One out of two people have some form of heart disease. Every 34 seconds someone suffers a fatal heart attack. Knowing your personal risk profile for cardiovascular disease will allow you to take the proactive steps necessary to slow down or stop the progression of this leading killer. The good news is that heart disease is a life style disease that can be prevented and reversed. The science behind this reversal is a combination of cardio pulse wave detection and analysis and treatment. The source of intense study that resulted in the awarding of the Nobel Prize in 1998 has resulted in this new detection methodology and treatment. The Hearftul Wellness Centre has this technology.
We use a machine called the CASPro to determine blood pressure, arterial pulse wave and central aortic systolic pressure. The arterial pulse wave corresponds to a blood pressure change caused by the contraction of the heart. When the heart contracts, it ejects a bolus of blood into the already pressurized aorta. The pressure rises further so the vessel, being elastic, becomes locally distended and the blood in it is set into motion, resulting in a pressure wave propagating along the aorta and then the arteries. The arterial pulse wave pressure may be reliably measured at the radial artery by applanation tonometry.
The arterial pulse waveform has two components: the first is the forward traveling wave when the left ventricle contracts and the second is the reflected wave returning from the periphery. Ideally, for a young person whose arterial tree is generally soft and compliant, the reflected wave coincides with the diastole phase of the cardiac cycle and augments perfusion of the coronary arteries. The propagating speed of the pressure wave is significantly dependent on the stiffness of the arterial wall. As a person ages, the arterial tree begins to stiffen. This increases the pulse wave velocity, causing the reflected wave to return faster and with a higher amplitude. This reflected wave eventually coincides with the systole phase, resulting in a prolonged systole and a corresponding reduction in coronary artery perfusion. The heart now has to work harder but the supply of oxygen and nutrients is compromised. For the elderly, the reflected wave may occur very close to the systolic peak, resulting in an augmented wave and further prolonging the systole. The presence and amplitude of the reflected wave in the arterial pulse are reflected in the radial pulse waveform.

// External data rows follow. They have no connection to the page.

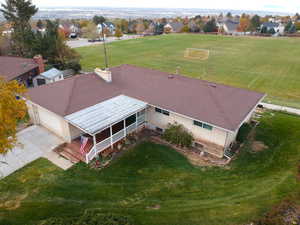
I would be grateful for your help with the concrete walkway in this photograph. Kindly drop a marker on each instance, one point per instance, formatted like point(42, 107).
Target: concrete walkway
point(35, 142)
point(281, 108)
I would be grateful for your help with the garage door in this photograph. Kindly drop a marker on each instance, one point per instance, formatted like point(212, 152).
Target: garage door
point(51, 122)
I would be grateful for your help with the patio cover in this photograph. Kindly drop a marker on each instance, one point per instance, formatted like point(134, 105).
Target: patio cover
point(95, 118)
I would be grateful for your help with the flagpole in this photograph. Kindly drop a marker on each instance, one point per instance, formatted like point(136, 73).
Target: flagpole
point(104, 46)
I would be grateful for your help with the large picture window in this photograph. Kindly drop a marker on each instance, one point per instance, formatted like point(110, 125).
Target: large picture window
point(203, 125)
point(165, 112)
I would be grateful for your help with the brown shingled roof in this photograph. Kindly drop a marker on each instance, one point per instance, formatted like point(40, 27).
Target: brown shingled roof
point(217, 104)
point(12, 67)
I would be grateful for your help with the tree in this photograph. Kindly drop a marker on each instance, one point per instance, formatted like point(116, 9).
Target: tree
point(98, 19)
point(140, 28)
point(254, 23)
point(167, 30)
point(12, 110)
point(19, 13)
point(229, 15)
point(90, 31)
point(124, 26)
point(244, 24)
point(210, 26)
point(118, 33)
point(185, 29)
point(272, 31)
point(52, 45)
point(40, 24)
point(290, 28)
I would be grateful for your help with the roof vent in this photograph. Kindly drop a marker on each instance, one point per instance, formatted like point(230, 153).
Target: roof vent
point(104, 74)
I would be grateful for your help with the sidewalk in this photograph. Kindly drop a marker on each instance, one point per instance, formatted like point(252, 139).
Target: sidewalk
point(281, 108)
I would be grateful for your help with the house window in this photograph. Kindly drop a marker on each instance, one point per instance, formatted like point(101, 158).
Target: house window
point(206, 126)
point(165, 112)
point(158, 110)
point(159, 130)
point(197, 123)
point(203, 125)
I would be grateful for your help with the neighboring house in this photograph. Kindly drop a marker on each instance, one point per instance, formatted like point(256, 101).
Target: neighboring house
point(108, 105)
point(230, 26)
point(48, 77)
point(70, 30)
point(174, 27)
point(23, 70)
point(278, 27)
point(107, 25)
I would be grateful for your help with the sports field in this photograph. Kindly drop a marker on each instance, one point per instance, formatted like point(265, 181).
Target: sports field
point(270, 65)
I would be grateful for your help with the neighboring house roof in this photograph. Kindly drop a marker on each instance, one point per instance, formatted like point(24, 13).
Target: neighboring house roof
point(270, 25)
point(52, 73)
point(176, 26)
point(231, 25)
point(217, 104)
point(12, 67)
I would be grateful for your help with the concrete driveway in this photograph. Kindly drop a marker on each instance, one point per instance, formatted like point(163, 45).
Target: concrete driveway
point(35, 142)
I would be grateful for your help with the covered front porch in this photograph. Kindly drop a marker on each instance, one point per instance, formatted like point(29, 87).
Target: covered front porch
point(109, 122)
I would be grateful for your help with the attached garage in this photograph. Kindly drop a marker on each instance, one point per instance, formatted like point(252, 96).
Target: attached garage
point(49, 120)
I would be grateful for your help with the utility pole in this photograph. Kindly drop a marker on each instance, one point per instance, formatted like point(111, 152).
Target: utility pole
point(104, 46)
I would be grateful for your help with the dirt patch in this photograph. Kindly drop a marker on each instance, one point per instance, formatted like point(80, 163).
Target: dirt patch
point(258, 146)
point(194, 158)
point(155, 207)
point(15, 203)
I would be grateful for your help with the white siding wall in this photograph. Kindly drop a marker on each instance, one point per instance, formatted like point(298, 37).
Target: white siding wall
point(217, 136)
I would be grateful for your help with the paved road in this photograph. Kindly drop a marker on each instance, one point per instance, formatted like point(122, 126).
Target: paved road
point(281, 108)
point(36, 142)
point(82, 42)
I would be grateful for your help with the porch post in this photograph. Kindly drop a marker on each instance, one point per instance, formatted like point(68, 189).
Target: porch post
point(111, 140)
point(125, 128)
point(136, 122)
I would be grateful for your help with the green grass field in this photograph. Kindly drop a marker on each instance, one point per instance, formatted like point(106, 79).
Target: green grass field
point(270, 65)
point(154, 175)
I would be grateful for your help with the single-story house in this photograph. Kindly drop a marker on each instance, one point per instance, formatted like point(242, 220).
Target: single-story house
point(109, 104)
point(278, 27)
point(174, 27)
point(107, 25)
point(47, 77)
point(21, 69)
point(230, 27)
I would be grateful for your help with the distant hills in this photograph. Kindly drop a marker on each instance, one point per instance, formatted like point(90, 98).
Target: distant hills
point(89, 12)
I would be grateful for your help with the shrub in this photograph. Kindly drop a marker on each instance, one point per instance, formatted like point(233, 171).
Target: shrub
point(91, 217)
point(176, 134)
point(243, 132)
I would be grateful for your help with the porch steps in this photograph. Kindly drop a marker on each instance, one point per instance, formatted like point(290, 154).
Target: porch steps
point(71, 155)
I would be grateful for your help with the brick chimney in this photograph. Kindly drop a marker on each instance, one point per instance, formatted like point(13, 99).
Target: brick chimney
point(38, 59)
point(104, 74)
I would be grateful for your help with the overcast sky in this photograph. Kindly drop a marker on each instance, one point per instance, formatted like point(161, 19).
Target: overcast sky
point(291, 6)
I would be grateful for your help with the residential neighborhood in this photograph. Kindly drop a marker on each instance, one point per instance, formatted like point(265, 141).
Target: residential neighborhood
point(123, 120)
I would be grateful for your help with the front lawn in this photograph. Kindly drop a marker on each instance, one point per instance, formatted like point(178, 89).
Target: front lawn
point(155, 185)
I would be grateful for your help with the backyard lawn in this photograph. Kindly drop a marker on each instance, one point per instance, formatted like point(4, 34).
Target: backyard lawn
point(269, 65)
point(155, 185)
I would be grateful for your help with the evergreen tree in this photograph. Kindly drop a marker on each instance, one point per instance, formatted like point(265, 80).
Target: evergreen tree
point(98, 19)
point(210, 26)
point(40, 24)
point(19, 13)
point(255, 23)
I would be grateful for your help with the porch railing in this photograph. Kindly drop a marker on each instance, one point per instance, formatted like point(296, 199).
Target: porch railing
point(101, 146)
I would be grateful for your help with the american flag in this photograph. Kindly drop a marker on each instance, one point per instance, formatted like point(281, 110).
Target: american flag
point(84, 141)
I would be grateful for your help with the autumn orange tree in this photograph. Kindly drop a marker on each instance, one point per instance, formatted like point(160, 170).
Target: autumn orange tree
point(12, 110)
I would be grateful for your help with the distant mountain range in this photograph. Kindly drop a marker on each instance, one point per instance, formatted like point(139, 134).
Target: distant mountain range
point(89, 12)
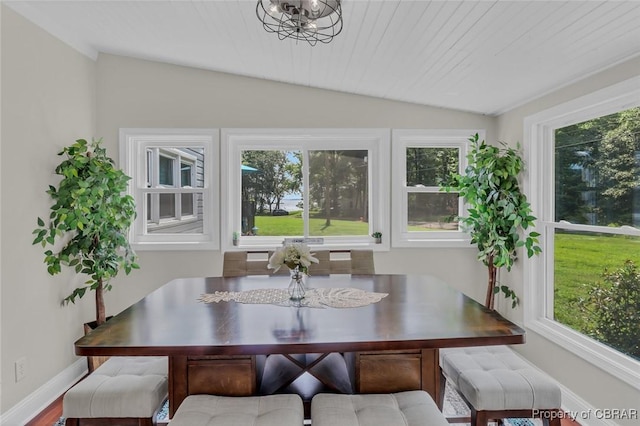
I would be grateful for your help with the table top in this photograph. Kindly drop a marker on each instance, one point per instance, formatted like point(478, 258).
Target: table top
point(419, 312)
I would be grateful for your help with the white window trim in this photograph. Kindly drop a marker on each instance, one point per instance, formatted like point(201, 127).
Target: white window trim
point(133, 144)
point(427, 138)
point(539, 131)
point(377, 141)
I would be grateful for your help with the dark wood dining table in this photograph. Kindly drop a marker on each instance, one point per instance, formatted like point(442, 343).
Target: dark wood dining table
point(232, 348)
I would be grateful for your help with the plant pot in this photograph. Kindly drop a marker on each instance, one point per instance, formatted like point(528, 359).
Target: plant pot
point(94, 362)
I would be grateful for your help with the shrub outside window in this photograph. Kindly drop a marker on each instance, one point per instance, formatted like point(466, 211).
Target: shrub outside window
point(422, 159)
point(305, 183)
point(585, 179)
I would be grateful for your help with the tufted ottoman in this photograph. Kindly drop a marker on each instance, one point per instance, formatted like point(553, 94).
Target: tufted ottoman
point(497, 384)
point(123, 390)
point(411, 408)
point(212, 410)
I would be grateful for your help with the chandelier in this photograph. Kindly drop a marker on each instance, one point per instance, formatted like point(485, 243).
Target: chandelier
point(309, 20)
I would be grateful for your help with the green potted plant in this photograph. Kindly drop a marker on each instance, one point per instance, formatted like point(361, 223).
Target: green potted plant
point(89, 221)
point(499, 215)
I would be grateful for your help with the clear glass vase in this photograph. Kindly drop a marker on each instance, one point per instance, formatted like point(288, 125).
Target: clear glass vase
point(297, 285)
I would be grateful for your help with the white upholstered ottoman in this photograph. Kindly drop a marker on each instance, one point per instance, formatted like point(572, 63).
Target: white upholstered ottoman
point(212, 410)
point(129, 389)
point(497, 384)
point(411, 408)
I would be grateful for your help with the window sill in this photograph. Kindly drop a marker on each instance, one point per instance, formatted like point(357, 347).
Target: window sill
point(175, 246)
point(599, 355)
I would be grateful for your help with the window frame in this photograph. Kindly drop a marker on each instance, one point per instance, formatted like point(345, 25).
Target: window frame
point(178, 158)
point(134, 145)
point(236, 140)
point(425, 138)
point(538, 140)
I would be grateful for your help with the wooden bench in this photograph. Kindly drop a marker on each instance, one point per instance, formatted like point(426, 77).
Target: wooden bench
point(123, 390)
point(212, 410)
point(496, 383)
point(410, 408)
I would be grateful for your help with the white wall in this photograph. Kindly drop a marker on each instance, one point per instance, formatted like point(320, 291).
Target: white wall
point(137, 93)
point(596, 387)
point(48, 101)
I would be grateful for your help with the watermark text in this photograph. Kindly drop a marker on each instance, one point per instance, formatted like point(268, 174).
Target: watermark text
point(597, 413)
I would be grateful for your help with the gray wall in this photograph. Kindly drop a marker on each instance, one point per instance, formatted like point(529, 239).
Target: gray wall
point(137, 93)
point(52, 95)
point(48, 101)
point(592, 384)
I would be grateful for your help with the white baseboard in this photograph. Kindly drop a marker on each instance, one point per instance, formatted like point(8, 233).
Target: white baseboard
point(42, 397)
point(575, 406)
point(584, 413)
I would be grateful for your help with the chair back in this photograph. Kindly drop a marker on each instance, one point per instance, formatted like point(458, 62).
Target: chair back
point(243, 263)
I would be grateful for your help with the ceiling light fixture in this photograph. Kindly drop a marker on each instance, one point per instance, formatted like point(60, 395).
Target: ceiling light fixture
point(309, 20)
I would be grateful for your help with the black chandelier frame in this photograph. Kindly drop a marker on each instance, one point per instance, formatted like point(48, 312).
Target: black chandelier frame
point(297, 20)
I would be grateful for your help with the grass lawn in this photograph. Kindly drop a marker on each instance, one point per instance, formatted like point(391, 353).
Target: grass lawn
point(580, 261)
point(292, 225)
point(580, 258)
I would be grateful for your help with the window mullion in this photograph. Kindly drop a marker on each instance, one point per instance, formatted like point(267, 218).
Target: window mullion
point(305, 190)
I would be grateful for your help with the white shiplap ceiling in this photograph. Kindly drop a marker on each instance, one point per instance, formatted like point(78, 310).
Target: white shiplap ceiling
point(480, 56)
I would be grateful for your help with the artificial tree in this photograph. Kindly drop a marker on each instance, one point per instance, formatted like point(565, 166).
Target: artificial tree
point(89, 221)
point(499, 215)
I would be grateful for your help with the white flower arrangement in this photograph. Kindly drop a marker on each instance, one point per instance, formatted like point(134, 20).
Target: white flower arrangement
point(292, 255)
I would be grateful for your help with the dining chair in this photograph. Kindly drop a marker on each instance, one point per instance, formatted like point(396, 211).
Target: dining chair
point(244, 263)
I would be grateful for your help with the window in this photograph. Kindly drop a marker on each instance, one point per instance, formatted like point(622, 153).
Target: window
point(585, 176)
point(422, 159)
point(173, 185)
point(325, 184)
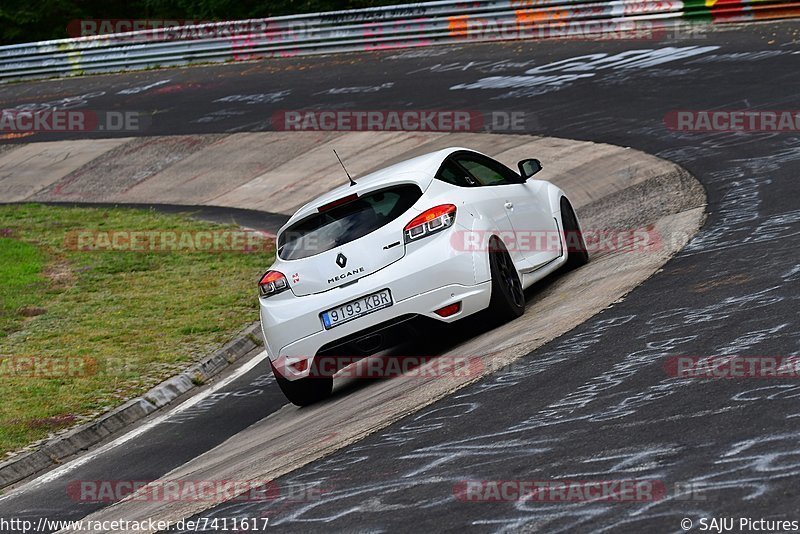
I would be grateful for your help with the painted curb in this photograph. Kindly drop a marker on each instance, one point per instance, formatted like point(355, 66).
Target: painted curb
point(82, 437)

Therefore, by performing pulse wave analysis, we can obtain useful information about a client’s cardiac health.
We also evaluate the central aortic systolic pressure (CASP). This is the blood pressure at the root of the aorta or the largest artery in the body, as the blood is being pumped out of the heart. CASP has been shown to be an important factor in relation to strokes and cardiovascular events, more than the brachial pressure or commonly known as the pressure at the arm. CASP is different and usually lower than the brachial pressure in normal people. When we are young, below 40 years old, the difference between CASP and the brachial pressure can be significant (up to 30mmHg). However, as we age, the aorta gets stiffer and the compliance reduces. As a result, the CASP increases and comes much closer to the brachial pressure. In persons with high blood pressure, the CASP can be abnormally high for their age, showing “pre-mature” stiffing of the aorta. It has also been shown that certain class of drugs used in the treatment of high blood pressure can also have an adverse effect on the CASP, increasing it instead of reducing, as shown in the CAFÉ study. (B. Williams et al, Differential Impact of Blood Pressure-Lowering Drugs on Central Aortic Pressure and Clinical Outcomes: Principal Results of the Conduit Artery Function Evaluation (CAFÉ) study. Circulation 2006; 113; 1213-1225.) Therefore it is important to show that treatment aimed at reducing the CASP is in fact reducing the risks of stroke and heart events.